If it was the CIA, this assassination would represent a delicious bit of revenge for the agency. The CIA has been gunning for Mughniyah since the 1980s. In addition to the Marine barracks bombing, Mughniyah is blamed for the attack on the U.S. embassy that same year that left 63 people dead – including eight senior CIA agents. He was also suspected of kidnapping and torturing to death Beirut’s CIA station chief William Buckley in 1984.
The method of his passing is significant, too. A car bomb makes a statement. It’s a terror tactic, frankly, and the goal is to show the Syrian regime as weak and incapable of providing security for its “guests.” If the CIA planted a car bomb, that’s a giant “screw you” to the Syrians, who are widely suspected of being involved a similar style assassination of former Lebanese prime minister Rafik Hariri who was killed three years ago on Feb. 14. The timing of the Mughniyah’s car bomb death — just two days before the Hariri anniversary — is unlikely to be coincidental.
Another possibility is that Syria ratted Mughniyah out to CIA or Mossad, perhaps as part of a deal Syria offered up Mughniyah in exchange for flexibility in Lebanon or the Golan. While this idea is circulating in Lebanon’s political circles, along with the suggestion that the Syrians did the deed themselves, it strikes me as unlikely. Syria usually doesn’t blow up its gifts to the West. They commit suicide by putting several bullets in their heads, as in the case of Abu Nidal in Baghdad in 2002. – a “suicide” widely seen as an attempt by Saddam Hussein to turn over a wanted terrorist as a show of good faith to the West.
A third possibility is that Mughniyah isn’t really dead at all, and Hezbollah – which announced his death to the world – is making an already invisible man disappear even more. But why? What could they have planned? In recent weeks, there have been rumors of a new campaign of kidnappings against Westerners in Beirut to force concessions from the U.S.-backed government of Fuad Siniora, with whom Hezbollah and its allies in Lebanon have been locked in a stalemate for more than year.

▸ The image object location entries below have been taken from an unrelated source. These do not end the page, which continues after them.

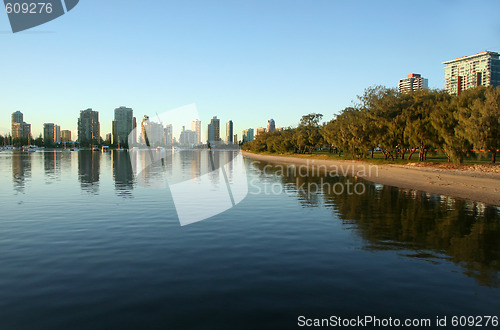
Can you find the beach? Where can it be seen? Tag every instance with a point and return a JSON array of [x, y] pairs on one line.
[[477, 183]]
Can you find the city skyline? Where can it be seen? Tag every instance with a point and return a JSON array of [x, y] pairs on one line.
[[280, 59]]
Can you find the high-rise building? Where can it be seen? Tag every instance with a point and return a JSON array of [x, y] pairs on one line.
[[89, 131], [19, 128], [122, 125], [65, 136], [196, 127], [229, 132], [480, 69], [51, 133], [168, 132], [271, 125], [188, 137], [213, 130], [412, 82], [134, 132], [247, 135], [152, 133], [259, 130]]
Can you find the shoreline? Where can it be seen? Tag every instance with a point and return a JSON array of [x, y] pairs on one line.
[[465, 184]]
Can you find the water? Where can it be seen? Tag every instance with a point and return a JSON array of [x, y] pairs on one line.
[[83, 245]]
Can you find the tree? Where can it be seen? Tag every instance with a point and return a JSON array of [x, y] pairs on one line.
[[479, 118], [384, 108], [419, 131]]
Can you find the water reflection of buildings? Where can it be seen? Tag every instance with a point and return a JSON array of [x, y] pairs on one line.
[[21, 169], [122, 173], [88, 170], [389, 218]]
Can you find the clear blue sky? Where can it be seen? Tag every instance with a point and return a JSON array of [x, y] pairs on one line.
[[242, 60]]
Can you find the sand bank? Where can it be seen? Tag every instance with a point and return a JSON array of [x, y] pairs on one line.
[[474, 184]]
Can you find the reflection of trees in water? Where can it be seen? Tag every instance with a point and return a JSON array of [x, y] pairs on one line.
[[122, 174], [400, 219], [88, 170], [21, 169]]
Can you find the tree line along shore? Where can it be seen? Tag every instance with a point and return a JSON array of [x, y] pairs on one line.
[[399, 125]]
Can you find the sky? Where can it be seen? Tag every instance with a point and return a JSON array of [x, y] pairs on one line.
[[245, 61]]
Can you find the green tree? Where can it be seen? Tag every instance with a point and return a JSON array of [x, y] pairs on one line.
[[479, 118], [385, 109], [308, 132]]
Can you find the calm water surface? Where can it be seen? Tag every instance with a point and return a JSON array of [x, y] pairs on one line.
[[82, 245]]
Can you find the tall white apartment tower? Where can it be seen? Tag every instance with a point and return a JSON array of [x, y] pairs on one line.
[[412, 82], [196, 127], [480, 69]]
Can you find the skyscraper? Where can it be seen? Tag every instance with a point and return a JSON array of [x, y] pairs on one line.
[[19, 128], [51, 133], [271, 125], [412, 82], [169, 134], [122, 125], [229, 132], [247, 135], [213, 130], [88, 127], [196, 127], [480, 69], [153, 134], [188, 137]]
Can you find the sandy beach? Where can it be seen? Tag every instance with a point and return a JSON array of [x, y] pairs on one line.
[[476, 183]]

There’s no doubt Mughniyah’s death raises a lot of questions, quite apart from who did it. Another one is why did Hezbollah proclaim his death as a martyr and hold a massive demonstration for him in southern Beirut today — the same day that Hariri’s supporters packed the city’s downtown to commemorate his death? After the Israeli pullout in 2000, Hezbollah claimed to be changing its ways, that it was no longer the terror group of the 1980s, that it was a legitimate political group. To tie itself again so tightly to a wanted terrorist with American blood on his hands is at once a cry of defiance and a worrying sign that more extreme Iranian influences are again on the upswing within the organization.
No matter who killed him or what happens next, one of Iran’s and Syria’s main chess pieces was just taken off the table. There are high-fives in Langley and Jerusalem these days.